Dispora Kotim Dorong KONI Matangkan Persiapan Kegiatan Olahraga Menghadapi Proprov 2026

Dispora Kotim tetap mengambil peran dengan mendorong KONI sebagai leading sector untuk mematangkan seluruh persiapan atlet yang dipersiapkan untuk Porprov 2026.

Kepala Dispora Kotim, Muhammad Irfansyah. Foto: bakabar.com/Ilhamsyah Hadi

bakabar.com, SAMPIT - Dinas Pemuda dan Olahraga (Dispora) Kabupaten Kotawaringin Timur (Kotim), Kalteng, menegaskan tetap memberikan dukungan terhadap persiapan kegiatan olahraga daerah, meski hingga kini belum menerima surat resmi atau tembusan terkait agenda Pekan Olahraga Provinsi (Proprov) Kalimantan Tengah, yang akan digelar di Pangkalan Bun, Kabupaten Kotawaringin Barat (Kobar).

Kepala Dispora Kotim, Muhammad Irfansyah, mengatakan informasi yang diterima pihaknya sejauh ini masih sebatas pemberitaan, sementara secara administratif belum ada surat masuk ke Dispora.

“Kalau secara surat tembusan ke Dinas Pemuda dan Olahraga memang belum ada. Saya sudah tanyakan ke staf, sampai sekarang belum ada surat resmi,” ujar Irfansyah, Rabu (4/2/2026).

Meski demikian, Dispora Kotim tetap mengambil peran dengan mendorong Komite Olahraga Nasional Indonesia (KONI) sebagai leading sector untuk mematangkan seluruh persiapan. Menurutnya, secara kewenangan, KONI memang menjadi pihak utama dalam pelaksanaan teknis kegiatan olahraga.

“Kami hanya mendorong saja, karena penyelenggaranya kan KONI. Mereka yang memegang tahapan persiapan hingga pelaksanaan,” jelasnya.
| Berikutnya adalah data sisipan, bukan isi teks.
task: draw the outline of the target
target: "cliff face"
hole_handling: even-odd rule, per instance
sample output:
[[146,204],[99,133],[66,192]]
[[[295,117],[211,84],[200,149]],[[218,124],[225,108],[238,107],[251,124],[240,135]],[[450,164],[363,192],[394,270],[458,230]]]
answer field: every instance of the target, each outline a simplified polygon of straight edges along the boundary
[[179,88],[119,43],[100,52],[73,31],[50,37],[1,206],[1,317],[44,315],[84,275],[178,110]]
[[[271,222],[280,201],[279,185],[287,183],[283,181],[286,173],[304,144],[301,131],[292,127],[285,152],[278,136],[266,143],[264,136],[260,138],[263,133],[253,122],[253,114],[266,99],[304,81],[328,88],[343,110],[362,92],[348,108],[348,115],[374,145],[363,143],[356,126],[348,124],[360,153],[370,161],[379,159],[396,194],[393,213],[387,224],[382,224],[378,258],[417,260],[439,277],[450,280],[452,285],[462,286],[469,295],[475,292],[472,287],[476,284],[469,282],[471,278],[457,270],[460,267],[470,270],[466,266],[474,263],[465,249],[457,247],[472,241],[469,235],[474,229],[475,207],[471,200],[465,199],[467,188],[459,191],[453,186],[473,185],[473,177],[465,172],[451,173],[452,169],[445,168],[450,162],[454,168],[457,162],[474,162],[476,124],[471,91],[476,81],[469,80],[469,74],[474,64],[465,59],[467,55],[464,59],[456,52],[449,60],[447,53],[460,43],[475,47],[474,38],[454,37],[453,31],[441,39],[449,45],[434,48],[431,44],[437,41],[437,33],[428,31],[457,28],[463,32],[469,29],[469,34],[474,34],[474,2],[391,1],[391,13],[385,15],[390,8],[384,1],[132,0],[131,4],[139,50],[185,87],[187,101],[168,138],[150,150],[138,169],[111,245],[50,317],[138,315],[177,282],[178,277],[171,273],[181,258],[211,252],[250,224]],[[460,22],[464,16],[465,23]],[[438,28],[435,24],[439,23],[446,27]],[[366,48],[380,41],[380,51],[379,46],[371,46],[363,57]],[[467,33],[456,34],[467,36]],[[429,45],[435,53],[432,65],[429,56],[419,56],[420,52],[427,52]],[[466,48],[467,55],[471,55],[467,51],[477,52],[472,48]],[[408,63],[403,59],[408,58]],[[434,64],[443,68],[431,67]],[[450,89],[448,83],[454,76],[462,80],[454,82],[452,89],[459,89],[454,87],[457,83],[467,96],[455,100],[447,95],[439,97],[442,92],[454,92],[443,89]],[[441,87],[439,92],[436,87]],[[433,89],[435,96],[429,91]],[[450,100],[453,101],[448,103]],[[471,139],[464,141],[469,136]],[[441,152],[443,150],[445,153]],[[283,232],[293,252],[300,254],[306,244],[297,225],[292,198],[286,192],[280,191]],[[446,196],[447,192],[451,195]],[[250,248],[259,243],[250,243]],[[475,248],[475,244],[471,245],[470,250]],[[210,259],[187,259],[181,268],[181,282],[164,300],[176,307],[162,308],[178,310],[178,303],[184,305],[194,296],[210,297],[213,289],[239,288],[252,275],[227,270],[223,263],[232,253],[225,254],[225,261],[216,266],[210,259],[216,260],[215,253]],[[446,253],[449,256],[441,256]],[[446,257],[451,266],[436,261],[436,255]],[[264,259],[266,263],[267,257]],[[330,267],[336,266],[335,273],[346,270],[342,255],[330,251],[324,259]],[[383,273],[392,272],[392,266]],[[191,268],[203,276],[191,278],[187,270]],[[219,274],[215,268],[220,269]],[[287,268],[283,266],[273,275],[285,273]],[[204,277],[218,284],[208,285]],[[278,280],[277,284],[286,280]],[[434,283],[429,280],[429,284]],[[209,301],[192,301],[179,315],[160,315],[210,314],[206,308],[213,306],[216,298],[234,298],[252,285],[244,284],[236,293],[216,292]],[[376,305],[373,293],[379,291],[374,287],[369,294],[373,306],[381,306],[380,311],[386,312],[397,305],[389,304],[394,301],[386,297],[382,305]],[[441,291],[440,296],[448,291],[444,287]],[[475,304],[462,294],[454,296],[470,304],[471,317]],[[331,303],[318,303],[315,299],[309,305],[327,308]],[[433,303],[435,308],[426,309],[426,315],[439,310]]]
Irfansyah menyebutkan, dalam Dokumen Pelaksanaan Anggaran (DPA), Dispora Kotim telah menyiapkan dana hibah yang dapat dimanfaatkan KONI sesuai prosedur pencairan yang berlaku. Saat ini, pihaknya masih menunggu langkah lanjutan dari KONI terkait penggunaan dana tersebut.

Ia juga mengungkapkan bahwa KONI Kotim telah melakukan audiensi dan mulai menjalankan persiapan awal, termasuk pemusatan latihan Training Center (TC) di sejumlah cabang olahraga. Beberapa cabang, seperti tinju dan atletik, bahkan telah meminjam fasilitas olahraga milik daerah.

“Beberapa cabang sudah TC dan sering meminjam fasilitas. Itu kami fasilitasi. Untuk cabang lain, mungkin mereka persiapan di tempat masing-masing,” katanya.

Selain itu, proses pendataan atlet direncanakan mulai dilakukan pada Februari melalui aplikasi khusus. Selanjutnya, akan dilakukan verifikasi atlet hingga sekitar Juli, termasuk pengecekan kelayakan atlet dan masa kepengurusan cabang olahraga.

Berdasarkan informasi dari KONI, agenda pelaksanaan Porprov Kalteng tersebut direncanakan berlangsung pada Oktober mendatang. Dengan waktu persiapan yang masih cukup panjang, Irfansyah berharap seluruh tahapan dapat berjalan sesuai agenda.

“Harapan kami, KONI bisa segera mematangkan persiapan sesuai jadwal. Dispora pada prinsipnya siap mendukung, terutama dalam pemanfaatan venue-venue olahraga yang sudah tersedia,” pungkasnya.